Introduction : Par la complexité de sa nature, par ses contradictions et ses revirements,
par la ligne fluctuante de ses options, tant littéraires qu'idéologiques, Gide serait bien «
un être de dialogue », c'est-à-dire un esprit critique, féru de contestations et ouvert aux
sollicitations extérieures.
Cependant il est aussi un « être d'affirmation ».
Comme tout
grand écrivain, il affirme sa personnalité, mais davantage peut-être que tout autre, il
affirme ses différences, ses particularités, il en est fier et il les revendique.
Gide paraît
donc à la fois sollicité par la critique de soi et le dialogue, et par l'affirmation de soi et le
monologue intérieur.
Que recouvre au juste cette dualité ?
I.
Un être de dialogue.
Son œuvre est un dialogue toujours ouvert ; les problèmes y sont bien posés, dans leur
pour et leur contre, mais ils ne sont jamais réellement résolus.
1.
Tempérament inquiet, Gide oscille perpétuellement entre deux pôles : aventure et
sagesse ; plaisir et sacrifice.
Ces tiraillements douloureux, il les incarne dans les
personnages de ses romans.
L'héroïne de La Porte Etroite, Alissa, refuse le bonheur
terrestre et choisit la voie du renoncement tandis que Michel, L'Immoraliste, sacrifie tout
à son plaisir.
L'anarchiste Lafcadio bafoue les lois de la société dans Les Caves du
Vatican, tandis que le héros de La Symphonie Pastorale, homme d'église scrupuleux et
grave, lutte avec désespoir contre ses tentations.
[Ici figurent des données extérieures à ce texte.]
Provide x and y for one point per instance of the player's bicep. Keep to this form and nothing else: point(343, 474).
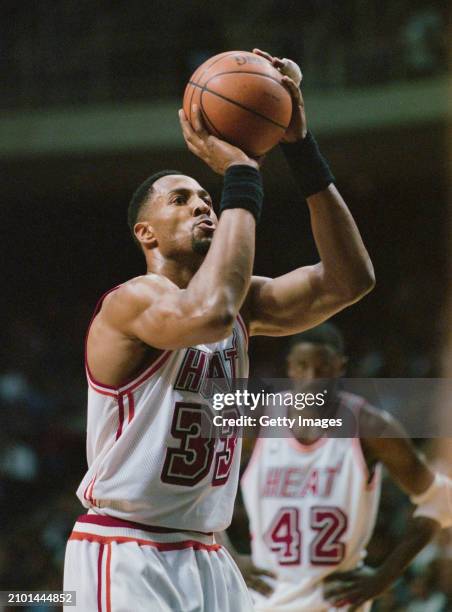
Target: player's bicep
point(161, 315)
point(290, 303)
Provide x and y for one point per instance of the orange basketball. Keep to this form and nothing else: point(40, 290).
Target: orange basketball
point(242, 100)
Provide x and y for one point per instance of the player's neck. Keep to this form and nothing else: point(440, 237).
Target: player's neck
point(180, 273)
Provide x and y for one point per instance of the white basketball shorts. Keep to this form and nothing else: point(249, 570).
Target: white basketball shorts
point(115, 567)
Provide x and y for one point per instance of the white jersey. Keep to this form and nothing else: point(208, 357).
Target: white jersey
point(312, 510)
point(147, 460)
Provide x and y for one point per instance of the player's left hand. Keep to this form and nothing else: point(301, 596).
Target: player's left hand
point(355, 587)
point(298, 126)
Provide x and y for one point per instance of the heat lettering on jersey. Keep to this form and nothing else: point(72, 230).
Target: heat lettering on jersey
point(297, 482)
point(199, 366)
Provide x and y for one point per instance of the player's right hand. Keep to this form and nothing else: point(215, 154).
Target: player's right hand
point(252, 575)
point(217, 154)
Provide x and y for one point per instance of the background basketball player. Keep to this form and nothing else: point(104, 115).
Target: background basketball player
point(155, 489)
point(312, 499)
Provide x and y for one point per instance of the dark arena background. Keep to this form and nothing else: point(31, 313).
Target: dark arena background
point(88, 109)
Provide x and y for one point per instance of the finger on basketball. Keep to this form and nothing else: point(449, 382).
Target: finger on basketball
point(293, 88)
point(187, 130)
point(278, 63)
point(264, 54)
point(198, 124)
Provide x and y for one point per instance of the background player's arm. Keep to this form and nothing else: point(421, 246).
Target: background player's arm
point(307, 296)
point(409, 470)
point(157, 312)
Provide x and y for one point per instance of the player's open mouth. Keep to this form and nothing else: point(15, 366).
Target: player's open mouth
point(207, 225)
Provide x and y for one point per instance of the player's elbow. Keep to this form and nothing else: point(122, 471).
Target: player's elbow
point(221, 322)
point(358, 285)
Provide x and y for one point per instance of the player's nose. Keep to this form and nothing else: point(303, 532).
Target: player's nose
point(201, 208)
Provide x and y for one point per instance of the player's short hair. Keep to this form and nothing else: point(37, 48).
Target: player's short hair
point(140, 197)
point(325, 334)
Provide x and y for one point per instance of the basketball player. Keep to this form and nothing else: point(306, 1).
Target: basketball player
point(312, 499)
point(156, 489)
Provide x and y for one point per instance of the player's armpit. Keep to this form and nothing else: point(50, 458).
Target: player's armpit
point(293, 302)
point(153, 310)
point(385, 441)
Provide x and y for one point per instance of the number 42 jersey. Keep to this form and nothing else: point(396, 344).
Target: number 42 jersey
point(312, 510)
point(149, 458)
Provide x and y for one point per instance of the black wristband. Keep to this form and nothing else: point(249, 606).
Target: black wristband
point(242, 188)
point(309, 167)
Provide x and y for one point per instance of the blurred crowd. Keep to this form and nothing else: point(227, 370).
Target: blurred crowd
point(73, 52)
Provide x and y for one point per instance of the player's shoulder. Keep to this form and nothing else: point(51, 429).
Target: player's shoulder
point(372, 421)
point(137, 293)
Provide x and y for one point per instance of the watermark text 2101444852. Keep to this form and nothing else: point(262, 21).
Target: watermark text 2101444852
point(37, 598)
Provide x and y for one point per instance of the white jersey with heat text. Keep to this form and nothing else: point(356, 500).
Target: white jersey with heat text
point(147, 460)
point(312, 510)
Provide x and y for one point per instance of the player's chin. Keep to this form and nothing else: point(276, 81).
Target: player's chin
point(201, 244)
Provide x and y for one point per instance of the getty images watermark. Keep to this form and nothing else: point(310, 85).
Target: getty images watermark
point(243, 400)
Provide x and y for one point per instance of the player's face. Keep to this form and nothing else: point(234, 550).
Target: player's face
point(308, 362)
point(181, 216)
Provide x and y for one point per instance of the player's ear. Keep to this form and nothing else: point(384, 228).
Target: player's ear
point(144, 233)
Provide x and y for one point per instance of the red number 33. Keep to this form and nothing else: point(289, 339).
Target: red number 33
point(191, 461)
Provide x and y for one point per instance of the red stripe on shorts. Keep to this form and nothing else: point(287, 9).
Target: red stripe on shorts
point(99, 577)
point(121, 416)
point(107, 578)
point(163, 546)
point(111, 521)
point(131, 406)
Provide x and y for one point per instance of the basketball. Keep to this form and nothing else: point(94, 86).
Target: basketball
point(242, 100)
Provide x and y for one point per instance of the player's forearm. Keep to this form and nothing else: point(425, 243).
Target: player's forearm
point(345, 261)
point(222, 281)
point(224, 277)
point(420, 532)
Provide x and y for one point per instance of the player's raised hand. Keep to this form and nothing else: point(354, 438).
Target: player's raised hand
point(291, 79)
point(217, 154)
point(252, 575)
point(355, 587)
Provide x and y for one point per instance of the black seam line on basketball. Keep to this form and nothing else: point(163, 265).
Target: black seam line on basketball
point(203, 73)
point(250, 110)
point(220, 135)
point(265, 76)
point(213, 63)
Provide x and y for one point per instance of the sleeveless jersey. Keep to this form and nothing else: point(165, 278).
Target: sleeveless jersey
point(149, 461)
point(312, 510)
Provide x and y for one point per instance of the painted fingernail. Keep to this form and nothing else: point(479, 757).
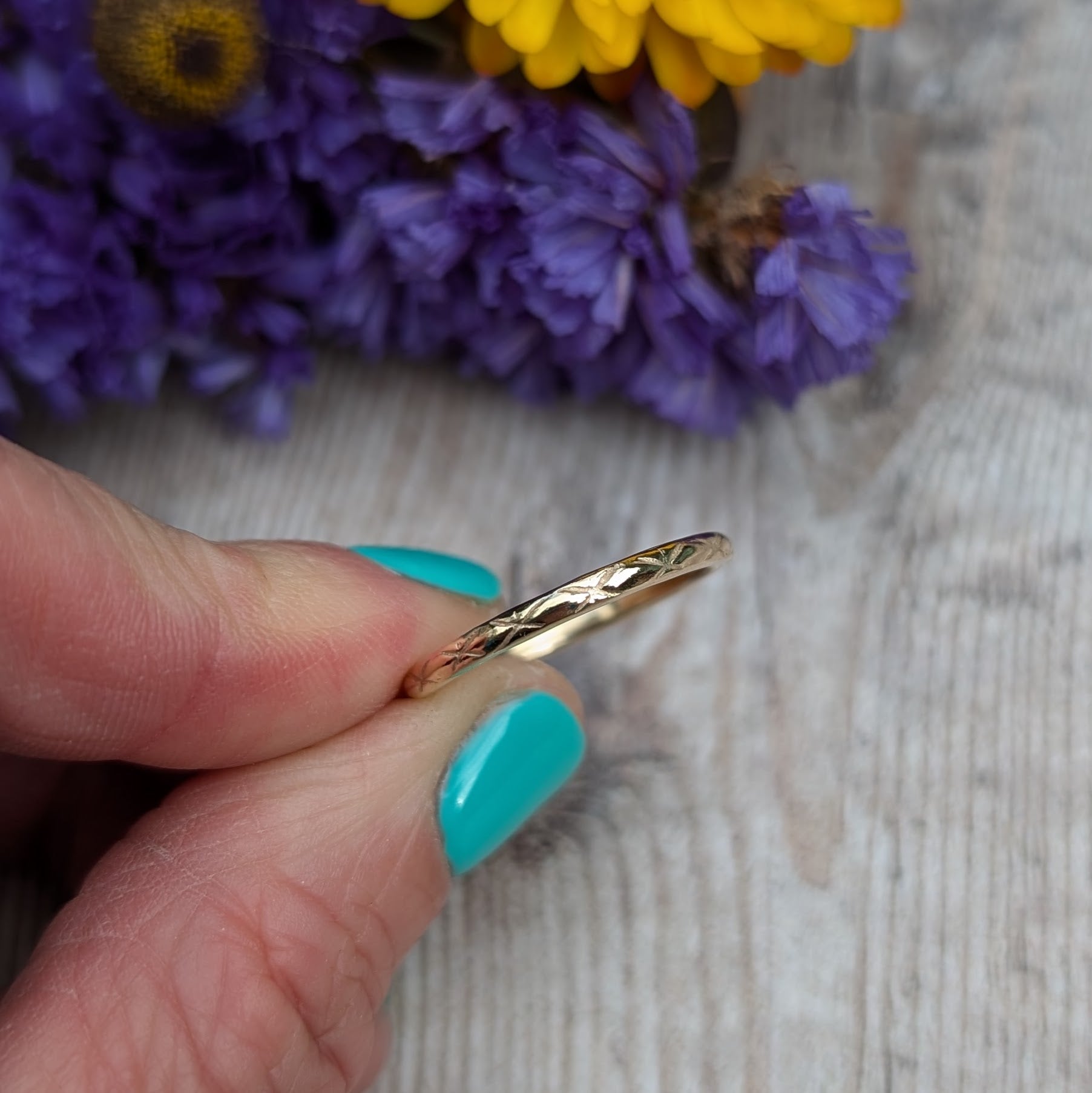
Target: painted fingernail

Ces personnages contradictoires ne
sont que le reflet des sollicitations opposées auxquelles était soumise la conscience de
l'écrivain.
Dès 1909 il notait : « On ne retracera pas aisément la courbe de ma vie
morale.
» Protestant de formation, toute son œuvre et toute sa vie sont une tentative
pour se libérer des contraintes de la religion et de la morale qui en découle.
L'émancipation ne se fit pas facilement, et une inquiétude quasi métaphysique n'a jamais
cessé de l'habiter.
L'oscillation de sa pensée morale, ses désirs et ses remords, ont une
exacte correspondance dans le cheminement de l'œuvre, si diverse et si changeante.
2.
Gide proclamait en 1924: «Chacun de mes livres se retourne contre les amateurs du
précédent.
» La première œuvre, Les Cahiers d'André Walter (1891), révèle des
préoccupations symbolistes, et n'est pas tout à fait libérée d'un lyrisme adolescent, bien
souvent romantique.
Le Traité du Narcisse et Le Voyage d'Urien conjuguent également
hermétisme et symbolisme, sous l'influence de Paul Valéry et de Mallarmé.
Après un
séjour révélateur en Tunisie (1893), il dénonce le factice du monde., littéraire qu'il a
connu; dans Paludes, et, avec Les Nourritures Terrestres, il tente de « faire toucher terre
à la littérature ».
L'apologie du désir, l'exaltation de la chair, justifient cette œuvre
cruciale dans laquelle on a souvent enfermé Gide.
Atteignant un certain réalisme
sensualiste, il renonce à l'hermétisme et corrige partiellement son romantisme initial par
une rigueur formelle, toute classique, à laquelle il restera, malgré tout, fidèle.
La plupart
de ses œuvres sont encore autobiographiques.
Pourtant il saura passer peu à peu d'un
pur narcissisme à un altruisme actif.
« Missionnaire social » dans son Voyage au Congo, il
essaye de lutter contre les injustices et les abus du colonialisme.
En 1932, il milite au
sein du parti communiste.
Pourtant, en 1936, dans Le Retour d'U.R.S.S., il renie son
engagement et revient à son individualisme premier, que la publication de son Journal, à
la veille de la seconde guerre mondiale, illustre assez bien.
3.
Ces hésitations, ces revirements spectaculaires, sont bien dans la ligne du
personnage, que la contradiction n'effraye pas.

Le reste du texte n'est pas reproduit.